Published online by Cambridge University Press: 06 July 2010
“Holland” [Elisha J. Edwards]. “The Work of Stephen Crane.” Philadelphia Press, December 8, 1894, p. 7
The editorial comment published in The Press this morning upon the fiction of Stephen Crane, which is now appearing as a serial in The Press, justified what was said of that young author some months ago in this correspondence. Then it was predicted that Crane, if he was careful of his powers, subjected them to thorough discipline, would surely make a name for himself in American literature. He was a shy, almost nervous young man when I saw him and talked with him about the first of his works of fiction, which had been published only a few days.
It contained the evidences of great power, of real imagination, and a sort of poetic quality as well, which would be sure to take him out of the list of the perfunctory realists.
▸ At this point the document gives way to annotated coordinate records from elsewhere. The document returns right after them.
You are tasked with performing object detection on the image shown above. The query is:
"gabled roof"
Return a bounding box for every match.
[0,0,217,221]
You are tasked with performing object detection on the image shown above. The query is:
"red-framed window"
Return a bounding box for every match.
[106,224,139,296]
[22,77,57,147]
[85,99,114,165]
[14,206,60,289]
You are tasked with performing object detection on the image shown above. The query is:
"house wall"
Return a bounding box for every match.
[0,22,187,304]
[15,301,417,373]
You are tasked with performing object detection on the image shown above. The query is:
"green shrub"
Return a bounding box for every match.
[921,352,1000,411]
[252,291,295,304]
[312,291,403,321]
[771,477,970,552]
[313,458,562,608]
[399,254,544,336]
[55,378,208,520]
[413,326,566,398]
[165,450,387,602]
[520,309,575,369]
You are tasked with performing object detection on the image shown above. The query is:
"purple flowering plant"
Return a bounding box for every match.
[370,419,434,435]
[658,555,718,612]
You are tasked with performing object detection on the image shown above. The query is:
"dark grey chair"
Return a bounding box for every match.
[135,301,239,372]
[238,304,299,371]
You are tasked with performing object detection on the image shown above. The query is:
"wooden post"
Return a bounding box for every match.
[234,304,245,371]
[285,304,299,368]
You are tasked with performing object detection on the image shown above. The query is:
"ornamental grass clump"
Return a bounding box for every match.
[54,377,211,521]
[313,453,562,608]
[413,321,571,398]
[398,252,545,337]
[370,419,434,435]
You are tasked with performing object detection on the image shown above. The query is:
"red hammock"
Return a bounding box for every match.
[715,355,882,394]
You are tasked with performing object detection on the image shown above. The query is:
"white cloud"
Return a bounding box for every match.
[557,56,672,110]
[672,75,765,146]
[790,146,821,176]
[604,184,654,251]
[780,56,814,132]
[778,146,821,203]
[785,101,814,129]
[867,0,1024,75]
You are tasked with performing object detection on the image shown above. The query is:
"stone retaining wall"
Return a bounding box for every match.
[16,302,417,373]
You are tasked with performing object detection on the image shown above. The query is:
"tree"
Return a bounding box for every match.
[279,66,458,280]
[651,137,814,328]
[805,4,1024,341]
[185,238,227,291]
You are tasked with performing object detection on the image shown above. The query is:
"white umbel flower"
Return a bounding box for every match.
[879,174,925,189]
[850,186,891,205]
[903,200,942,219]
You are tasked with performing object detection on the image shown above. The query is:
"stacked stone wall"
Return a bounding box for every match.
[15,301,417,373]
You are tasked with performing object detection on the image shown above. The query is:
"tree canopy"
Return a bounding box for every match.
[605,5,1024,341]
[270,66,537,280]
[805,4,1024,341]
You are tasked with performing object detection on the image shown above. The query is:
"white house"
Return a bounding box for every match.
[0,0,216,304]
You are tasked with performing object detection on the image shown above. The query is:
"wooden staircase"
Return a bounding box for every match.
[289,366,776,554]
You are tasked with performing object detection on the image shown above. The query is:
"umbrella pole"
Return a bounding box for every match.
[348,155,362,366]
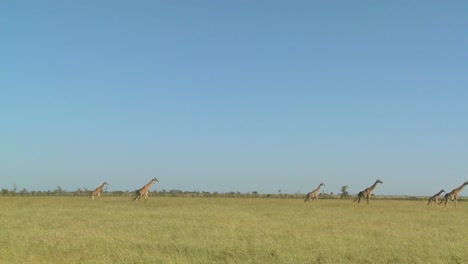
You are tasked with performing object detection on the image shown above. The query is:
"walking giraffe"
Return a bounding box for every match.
[304,182,325,203]
[353,180,383,204]
[133,178,159,202]
[445,181,468,207]
[89,182,108,200]
[427,190,445,205]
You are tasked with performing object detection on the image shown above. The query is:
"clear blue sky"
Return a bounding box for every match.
[0,0,468,195]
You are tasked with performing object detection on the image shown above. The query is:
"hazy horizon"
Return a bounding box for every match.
[0,0,468,196]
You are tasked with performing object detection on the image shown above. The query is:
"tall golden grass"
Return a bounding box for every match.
[0,197,468,263]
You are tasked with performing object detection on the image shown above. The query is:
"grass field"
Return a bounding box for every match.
[0,197,468,263]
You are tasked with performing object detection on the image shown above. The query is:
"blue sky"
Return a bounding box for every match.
[0,1,468,195]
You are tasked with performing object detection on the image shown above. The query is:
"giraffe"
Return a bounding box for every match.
[353,180,383,204]
[445,181,468,207]
[133,178,159,202]
[427,190,445,205]
[89,182,108,200]
[304,182,325,203]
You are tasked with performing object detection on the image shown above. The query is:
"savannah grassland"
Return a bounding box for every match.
[0,196,468,263]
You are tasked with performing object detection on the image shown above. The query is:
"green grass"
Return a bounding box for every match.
[0,197,468,263]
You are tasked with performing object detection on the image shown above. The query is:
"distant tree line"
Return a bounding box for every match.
[0,185,436,200]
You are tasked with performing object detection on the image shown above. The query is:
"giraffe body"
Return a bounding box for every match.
[427,190,445,205]
[89,182,108,200]
[444,181,468,207]
[133,178,159,202]
[304,183,325,203]
[353,180,383,204]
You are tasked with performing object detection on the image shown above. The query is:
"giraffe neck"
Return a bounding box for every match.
[145,180,154,189]
[314,184,322,191]
[368,182,378,191]
[453,183,466,193]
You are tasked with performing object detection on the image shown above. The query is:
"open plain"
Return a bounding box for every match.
[0,196,468,263]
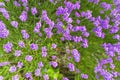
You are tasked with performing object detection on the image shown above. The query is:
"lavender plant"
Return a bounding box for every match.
[0,0,120,80]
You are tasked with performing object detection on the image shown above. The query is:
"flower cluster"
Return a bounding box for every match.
[0,0,120,80]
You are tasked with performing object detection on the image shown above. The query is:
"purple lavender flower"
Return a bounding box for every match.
[50,61,58,68]
[25,72,33,80]
[74,1,80,10]
[0,2,5,7]
[0,62,10,67]
[19,11,27,22]
[42,52,47,57]
[30,43,38,50]
[18,41,25,48]
[12,74,19,80]
[38,62,44,68]
[0,21,9,38]
[116,56,120,61]
[100,2,111,10]
[17,62,23,68]
[43,74,49,80]
[21,30,30,39]
[110,63,115,69]
[42,46,47,57]
[72,49,80,62]
[52,55,57,60]
[82,39,88,48]
[14,50,21,57]
[68,63,75,71]
[75,12,80,17]
[31,7,37,15]
[3,42,13,53]
[13,1,20,7]
[11,21,18,28]
[34,21,41,33]
[0,8,10,20]
[81,74,88,79]
[9,65,17,73]
[52,44,57,49]
[25,55,33,62]
[35,69,41,76]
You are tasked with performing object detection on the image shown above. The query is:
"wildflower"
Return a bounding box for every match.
[12,74,19,80]
[52,44,57,49]
[81,74,88,79]
[34,69,41,76]
[72,49,80,62]
[25,72,33,80]
[38,62,44,68]
[25,55,33,62]
[43,74,49,80]
[11,21,18,28]
[19,11,27,22]
[9,65,17,73]
[50,61,58,68]
[30,43,38,50]
[0,76,4,80]
[21,30,30,39]
[14,50,21,57]
[68,63,75,71]
[0,62,10,67]
[3,42,13,53]
[31,7,37,15]
[0,21,9,38]
[17,62,23,68]
[18,41,25,48]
At that time I saw the manuscript of the story that is now running in The Press as a serial. Then Mr. Crane had some purpose of publishing it in the first instance complete in book form. A hasty reading of the story very greatly impressed me. Here was a young man not born until long after the war days had closed, who nevertheless, by power of imagination, by a capacity intuitively to understand the impulses which prevailed in war days, had been able to write a story perhaps the most graphic and truthful in its suggestion of some of the phases of that epoch which has ever appeared in print.